In total there were 554 surveys. No personal information was collected;
the survey was voluntary and anonymous.

Results
Researchers surveyed 554 full-time working professionals who earned
more than $30K in income and were employed by companies with at
least 50 employees. They asked survey participants about the use of
smartphones in formal and informal meetings to uncover attitudes about
answering calls, writing or reading emails or text messages, browsing
the internet, and other mobile phone related behaviors. The research
indicates that older professionals and those with higher incomes are far
more likely to think it is inappropriate to be checking text messages or
emails during meetings of any kind.

Discussion / Interpretation of Results


Key findings include:
86% think it's inappropriate to answer phone calls during formal
meetings
84% think it's inappropriate to write texts or emails during formal
meetings
75% think it's inappropriate to read texts or emails during formal
meetings
66% think it's inappropriate to write texts or emails during any meetings
At least 22% think it's inappropriate to use phones during any meetings

Conclusion
Many people find smartphone use in meetings to be inappropriate
because of these reasons:
Lack of respect. You consider the information on your phone to be more
important than the conversation in the meeting; you view people outside
of the meeting to be more important than those sitting right in front of
you.
Lack of attention. You are unable to stay focused on one item at a time;
the ability to multitask is a myth.
Lack of listening. You arent demonstrating the attention and thinking
that is required of truly active listening.
Lack of power. You are like a modern day Pavlovian dog who responds to
the beck and call of others through the buzz of your phone.
The use of mobile phones in staff meetings is clearly disruptive and they
should be switched off. You must receive personal phone calls in staff
meetings under certain circumstances, but with permission from the
team leader, manager or chair.

Recommendations
We recognize that cell phones (and smartphones especially) have
become an integral part of everyday life. They may be a great asset if
used correctly (for productivity apps, calendars, business calls etc.)
But, cell phones may also cause problems when used imprudently or
excessively.
It is recommended to have an official policy that should recommend the
following:

Turn off or silence their phones when asked.

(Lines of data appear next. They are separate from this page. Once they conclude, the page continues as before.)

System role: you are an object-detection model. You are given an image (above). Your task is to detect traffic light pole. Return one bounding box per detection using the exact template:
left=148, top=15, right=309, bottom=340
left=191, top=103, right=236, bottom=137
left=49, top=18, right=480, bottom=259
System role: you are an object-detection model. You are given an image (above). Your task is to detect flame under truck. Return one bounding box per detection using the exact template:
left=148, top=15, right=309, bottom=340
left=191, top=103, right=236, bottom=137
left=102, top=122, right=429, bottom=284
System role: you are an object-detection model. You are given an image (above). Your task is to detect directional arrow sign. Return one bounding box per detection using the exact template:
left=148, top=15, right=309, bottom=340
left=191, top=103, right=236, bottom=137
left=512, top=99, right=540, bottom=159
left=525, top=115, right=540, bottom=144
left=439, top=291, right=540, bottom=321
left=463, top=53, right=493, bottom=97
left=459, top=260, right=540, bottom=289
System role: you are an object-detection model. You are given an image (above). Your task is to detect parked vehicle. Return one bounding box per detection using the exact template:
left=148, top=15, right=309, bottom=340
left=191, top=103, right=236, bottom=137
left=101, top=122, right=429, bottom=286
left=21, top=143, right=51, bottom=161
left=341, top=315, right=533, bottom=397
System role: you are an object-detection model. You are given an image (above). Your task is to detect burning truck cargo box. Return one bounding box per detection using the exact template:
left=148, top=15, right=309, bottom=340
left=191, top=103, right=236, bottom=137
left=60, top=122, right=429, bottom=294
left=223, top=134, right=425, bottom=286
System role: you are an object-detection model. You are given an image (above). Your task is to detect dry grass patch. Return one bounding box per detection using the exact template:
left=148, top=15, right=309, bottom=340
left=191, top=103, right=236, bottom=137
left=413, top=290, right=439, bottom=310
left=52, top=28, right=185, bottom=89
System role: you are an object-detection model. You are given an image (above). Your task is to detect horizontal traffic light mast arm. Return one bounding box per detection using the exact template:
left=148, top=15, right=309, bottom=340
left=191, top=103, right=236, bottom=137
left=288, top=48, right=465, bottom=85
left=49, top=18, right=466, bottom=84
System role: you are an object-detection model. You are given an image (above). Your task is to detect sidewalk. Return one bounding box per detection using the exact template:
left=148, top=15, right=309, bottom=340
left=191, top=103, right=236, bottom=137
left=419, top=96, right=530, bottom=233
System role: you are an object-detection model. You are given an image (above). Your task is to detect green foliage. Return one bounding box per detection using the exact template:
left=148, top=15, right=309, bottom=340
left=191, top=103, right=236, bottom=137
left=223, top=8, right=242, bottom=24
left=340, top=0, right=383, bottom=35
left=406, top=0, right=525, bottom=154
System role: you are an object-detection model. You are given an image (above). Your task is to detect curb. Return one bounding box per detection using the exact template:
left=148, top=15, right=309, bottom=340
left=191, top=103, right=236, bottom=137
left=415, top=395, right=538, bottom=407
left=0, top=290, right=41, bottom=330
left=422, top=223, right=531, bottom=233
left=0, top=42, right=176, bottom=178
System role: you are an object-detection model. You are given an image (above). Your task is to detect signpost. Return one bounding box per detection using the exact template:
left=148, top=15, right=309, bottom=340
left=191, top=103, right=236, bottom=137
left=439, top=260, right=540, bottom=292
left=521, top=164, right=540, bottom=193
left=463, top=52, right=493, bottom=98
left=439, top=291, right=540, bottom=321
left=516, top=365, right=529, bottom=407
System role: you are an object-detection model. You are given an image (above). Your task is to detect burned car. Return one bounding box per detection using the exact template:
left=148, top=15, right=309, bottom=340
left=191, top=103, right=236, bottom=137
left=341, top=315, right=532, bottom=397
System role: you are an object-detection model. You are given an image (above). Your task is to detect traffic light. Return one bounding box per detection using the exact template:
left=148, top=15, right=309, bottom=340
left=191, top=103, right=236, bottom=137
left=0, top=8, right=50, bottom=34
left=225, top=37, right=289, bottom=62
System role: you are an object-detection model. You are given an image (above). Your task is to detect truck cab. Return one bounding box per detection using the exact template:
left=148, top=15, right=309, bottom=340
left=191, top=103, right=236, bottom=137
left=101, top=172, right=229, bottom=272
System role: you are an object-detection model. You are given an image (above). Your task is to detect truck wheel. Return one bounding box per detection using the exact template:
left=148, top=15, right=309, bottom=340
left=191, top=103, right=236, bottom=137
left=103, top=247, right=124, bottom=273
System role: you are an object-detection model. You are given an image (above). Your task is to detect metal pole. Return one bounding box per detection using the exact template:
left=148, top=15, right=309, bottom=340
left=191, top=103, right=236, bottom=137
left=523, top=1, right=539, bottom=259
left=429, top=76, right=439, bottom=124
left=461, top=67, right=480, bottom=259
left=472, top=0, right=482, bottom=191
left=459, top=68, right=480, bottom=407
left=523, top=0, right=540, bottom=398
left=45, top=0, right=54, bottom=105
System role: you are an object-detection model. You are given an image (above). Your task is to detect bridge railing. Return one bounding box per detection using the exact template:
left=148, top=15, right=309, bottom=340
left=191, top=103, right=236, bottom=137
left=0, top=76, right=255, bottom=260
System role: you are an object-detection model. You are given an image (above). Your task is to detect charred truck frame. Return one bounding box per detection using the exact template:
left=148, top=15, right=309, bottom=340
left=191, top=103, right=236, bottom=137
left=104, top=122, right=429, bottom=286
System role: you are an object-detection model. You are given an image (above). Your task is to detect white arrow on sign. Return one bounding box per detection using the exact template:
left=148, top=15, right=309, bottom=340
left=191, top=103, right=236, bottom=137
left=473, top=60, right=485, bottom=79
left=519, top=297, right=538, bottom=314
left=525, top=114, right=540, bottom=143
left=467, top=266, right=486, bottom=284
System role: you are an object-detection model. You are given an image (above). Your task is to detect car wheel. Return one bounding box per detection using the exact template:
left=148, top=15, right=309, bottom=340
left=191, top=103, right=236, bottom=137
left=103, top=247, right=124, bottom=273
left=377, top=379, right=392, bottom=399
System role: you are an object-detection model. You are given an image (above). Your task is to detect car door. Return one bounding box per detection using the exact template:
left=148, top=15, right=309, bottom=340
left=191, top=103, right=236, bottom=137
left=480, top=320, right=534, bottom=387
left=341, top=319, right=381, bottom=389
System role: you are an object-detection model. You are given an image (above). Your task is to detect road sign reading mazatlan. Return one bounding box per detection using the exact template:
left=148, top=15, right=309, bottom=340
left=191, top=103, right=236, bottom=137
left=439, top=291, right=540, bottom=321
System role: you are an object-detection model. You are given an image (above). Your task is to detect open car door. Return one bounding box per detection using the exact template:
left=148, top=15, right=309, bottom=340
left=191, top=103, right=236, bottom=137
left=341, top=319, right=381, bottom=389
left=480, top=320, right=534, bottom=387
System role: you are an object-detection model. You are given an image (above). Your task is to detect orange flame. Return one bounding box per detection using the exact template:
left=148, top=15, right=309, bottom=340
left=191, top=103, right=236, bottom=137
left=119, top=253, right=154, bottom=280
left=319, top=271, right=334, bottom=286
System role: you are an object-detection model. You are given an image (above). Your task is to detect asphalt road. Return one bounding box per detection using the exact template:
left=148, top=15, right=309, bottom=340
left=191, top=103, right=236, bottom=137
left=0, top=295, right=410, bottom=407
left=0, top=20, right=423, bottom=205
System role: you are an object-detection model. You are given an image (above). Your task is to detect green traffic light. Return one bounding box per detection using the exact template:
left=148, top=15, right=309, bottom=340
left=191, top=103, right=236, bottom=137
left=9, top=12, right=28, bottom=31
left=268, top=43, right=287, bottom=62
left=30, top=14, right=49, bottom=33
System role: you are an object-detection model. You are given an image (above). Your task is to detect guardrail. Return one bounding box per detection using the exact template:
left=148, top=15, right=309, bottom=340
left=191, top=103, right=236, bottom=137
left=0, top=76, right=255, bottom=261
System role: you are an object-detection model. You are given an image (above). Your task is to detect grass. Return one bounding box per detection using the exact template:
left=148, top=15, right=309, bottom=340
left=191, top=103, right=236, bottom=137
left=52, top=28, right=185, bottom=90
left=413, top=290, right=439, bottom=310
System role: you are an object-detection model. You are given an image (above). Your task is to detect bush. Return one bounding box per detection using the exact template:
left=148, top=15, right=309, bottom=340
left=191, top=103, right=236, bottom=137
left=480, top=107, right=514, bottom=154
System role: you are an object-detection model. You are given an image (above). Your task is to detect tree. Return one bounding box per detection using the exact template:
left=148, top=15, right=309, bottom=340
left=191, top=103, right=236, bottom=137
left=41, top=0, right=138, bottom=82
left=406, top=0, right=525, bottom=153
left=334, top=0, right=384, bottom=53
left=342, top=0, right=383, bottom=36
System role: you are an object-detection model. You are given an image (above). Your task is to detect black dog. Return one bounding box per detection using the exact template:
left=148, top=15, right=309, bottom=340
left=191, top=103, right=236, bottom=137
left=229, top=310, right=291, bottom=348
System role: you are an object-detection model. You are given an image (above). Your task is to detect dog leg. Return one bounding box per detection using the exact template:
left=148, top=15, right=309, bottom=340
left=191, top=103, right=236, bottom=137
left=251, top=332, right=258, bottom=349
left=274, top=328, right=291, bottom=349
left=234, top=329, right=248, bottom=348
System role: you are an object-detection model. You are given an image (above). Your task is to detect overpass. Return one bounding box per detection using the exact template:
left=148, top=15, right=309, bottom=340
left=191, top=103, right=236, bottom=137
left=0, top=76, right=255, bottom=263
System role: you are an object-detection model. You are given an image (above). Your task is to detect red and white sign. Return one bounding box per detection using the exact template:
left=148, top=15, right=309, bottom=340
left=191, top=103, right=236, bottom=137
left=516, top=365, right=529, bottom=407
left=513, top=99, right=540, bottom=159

If an employees phone usage causes a decline in productivity or
interferes with the operations, that employee will be ban from using
his cell phones.
Mobiles phone may be used in exceptional circumstances but only with
the permission of the appropriate manager or chair.
Apply policy to all staff in the business.

Glossary:

1. Tech device : a unit of hardware , outside or inside the case or


housing for the essential computer (processor, memory, and data
paths) that is capable of providing input to the essential computer
or of receiving output or of both, for example a smartphone.
2. Boardrooms: a room set aside for meetings of a board, as of a
corporation.
3. Disruptive: causing, tending to cause, or caused by disruption;
disrupting
4. Multitask: (of one person) to perform two or more tasks
simultaneously.
5. Asset: a single item of ownership having exchange value.